Risk Factors for atherosclerosis

Some risk factors for atherosclerosis include:
  • Diabetes.
  • High cholesterol levels in the blood.
  • Smoking habit.
  • Overweight or obese.
  • Lack of physical activity, more sitting, and less exercise.
  • Family history has an atherosclerosis, coronary heart disease, or stroke.
  • High blood pressure.

Atherosclerosis Diagnosis

The doctor will diagnose atherosclerosis by conducting complete medical interviews, physical examinations, and appropriate supporting examinations, such as:
  • Blood screening, such as routine blood screening, cholesterol, LDL, HDL, and blood sugar.
  • ECG (electrocardiogram) or heart record, as a preliminary examination, to determine the presence of obstruction or abnormalities in the heart.
  • Echocardiography (ULTRASOUND of the Heart), to see the inner part of the heart, function of the heart pump, and the function of the heart valve.
  • Treadmill test, which is the heart rhythm examination performed while the people with do physical activity (treadmill), for early detection of coronary heart disease.
  • Angiography, which is a cardiac examination performed by inserting a camera into the heart's blood vessels, to see the obstruction in the heart's blood vessels.
  • CT scan of the heart or brain, to determine the presence of obstruction or abnormalities in the heart or brain.
  • MRI of the brain, if suspected of arterial obstruction in the brain causing stroke.

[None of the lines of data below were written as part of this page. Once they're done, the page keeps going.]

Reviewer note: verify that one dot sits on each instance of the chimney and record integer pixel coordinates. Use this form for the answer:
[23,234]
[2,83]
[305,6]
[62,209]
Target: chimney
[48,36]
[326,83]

Atherosclerosis prevention

Some efforts to prevent diseases caused by atherosclerosis include:
  • Quitting smoking as it can damage the blood vessel walls, so that atherosclerosis plaque is more easily formed.
  • Exercise regularly for 150 minutes per week or 30 minutes per day.
  • Regularly checking health conditions to doctors periodically, especially in groups of people with risk factors.
  • Change your diet by reducing bad fat intake, reducing salt and sugar intake, avoiding food in processed packaging, and reproducing vegetables and fruit.

Atherosclerosis Treatment

In coronary heart disease, the doctor will provide medication that is useful to dilate blood vessels, overcome chest pains, and prevent further clotting and blockage. The purpose of this treatment is to keep the oxygen and nutrients flowing to the heart and brain.

In a heart attack or stroke of obstruction, the treatment is an infusion medication that can destroy the plaque (can be administered if the patient comes in 3 hours after a heart attack or stroke, and meet certain medical requirements) as well as medications that can prevent blood clotting. Surgical procedures can also be performed to overcome cardiac arrest, i.e. angiography, stent fitting to open a plaque-induced blockage (if the patient comes in 3 hours after a heart attack, and meet certain medical requirements), as well as bypass surgery.

When to go to a doctor?

For groups of people who have risk factors, we recommend regular medical checkup to the doctor, in order to prevent complications from atherosclerosis.